On 24th of October 2022, Michael Paquier committed patch:
Add support for regexps on database and user entries in pg_hba.conf As of this commit, any database or user entry beginning with a slash (/) is considered as a regular expression. This is particularly useful for users, as now there is no clean way to match pattern on multiple HBA lines. For example, a user name mapping with a regular expression needs first to match with a HBA line, and we would skip the follow-up HBA entries if the ident regexp does *not* match with what has matched in the HBA line. pg_hba.conf is able to handle multiple databases and roles with a comma-separated list of these, hence individual regular expressions that include commas need to be double-quoted. At authentication time, user and database names are now checked in the following order: - Arbitrary keywords (like "all", the ones beginning by '+' for membership check), that we know will never have a regexp. A fancy case is for physical WAL senders, we *have* to only match "replication" for the database. - Regular expression matching. - Exact match. The previous logic did the same, but without the regexp step. We have discussed as well the possibility to support regexp pattern matching for host names, but these happen to lead to tricky issues based on what I understand, particularly with host entries that have CIDRs. This commit relies heavily on the refactoring done in a903971 and fc579e1, so as the amount of code required to compile and execute regular expressions is now minimal. When parsing pg_hba.conf, all the computed regexps needs to explicitely free()'d, same as pg_ident.conf. Documentation and TAP tests are added to cover this feature, including cases where the regexps use commas (for clarity in the docs, coverage for the parsing logic in the tests). Note that this introduces a breakage with older versions, where a database or user name beginning with a slash are treated as something to check for an equal match. Per discussion, we have discarded this as being much of an issue in practice as it would require a cluster to have database and/or role names that begin with a slash, as well as HBA entries using these. Hence, the consistency gained with regexps in pg_ident.conf is more appealing in the long term. **This compatibility change should be mentioned in the release notes.** Author: Bertrand Drouvot Reviewed-by: Jacob Champion, Tom Lane, Michael Paquier Discussion: https://postgr.es/m/fff0d7c1-8ad4-76a1-9db3-0ab6ec338bf7@amazon.com
The commit message basically explains everything, but let me just quickly talk it through and show some examples.
pg_hba.conf file is used to decide who can connect to which database, from where, and using what authentication method. I wrote about it in more details earlier while I was explaining how to fix some issue.
Now, the format of the file is simple. There are two types of config lines:
- local DATABASE USER METHOD [OPTIONS]
- host* DATABASE USER ADDRESS METHOD [OPTIONS]

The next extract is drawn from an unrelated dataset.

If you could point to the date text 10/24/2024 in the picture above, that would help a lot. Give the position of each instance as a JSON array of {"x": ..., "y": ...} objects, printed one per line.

This new change modifies what can be but in DATABASE and USER fields.
To recap, in DATABASE you could have any number of database names, separated by , (comma).
So, for example you could have line line:
local db1,db2,postgres all trust
which would allow anyone to connect to one of the 3 listed databases without any kind of verification of who is who.
In case of USER field, you had more options:
- username
- group name (role) prefixed with + sign
- name of file that contains list of username, prefixed with @
and, of course, you can have any number of these elements, separated by comma.
So, for example:
local db1 depesz,postgres,+dbas,@/etc/postgres/cron.users.lst trust
would allow connection to db1 by users depesz, postgres, any user belonging to group dbas, and any user listed in /etc/postgres/cron.users.lst file.
Now, in both of these fields (DATABASE and USER), we can add regexps, by prefixing them with / (slash).
How would that look? For example like this:
local /^db[0-9]+$,/^depesz depesz trust
would let me connect to two groups of databases:
^db[0-9]+$
– any db that has name starting with “db" and then there are some (at least 1) digits. And then end of string. So, for example: db1, db13123, but not db23b^depesz
– any db that has name starting with depesz
Similarly I could use it in USER field, for example like this:
host all /-rw$ 10.1.2.0/24 scram-sha-256 host all /-ro$ 10.0.0.0/8 scram-sha-256
This would allow any user with name ending with -rw to login, as long as they connect from ip being one of 10.1.2.*, and any user with name ending with -ro from ip that is one of 10.*.*.*.
I think it looks great, and will allow nicer configuration in some cases. Well, as long as you don't mind regexps. But if you'll not go overboard with complexity, it should be really, really helpful thing.
As always, thanks to all involved.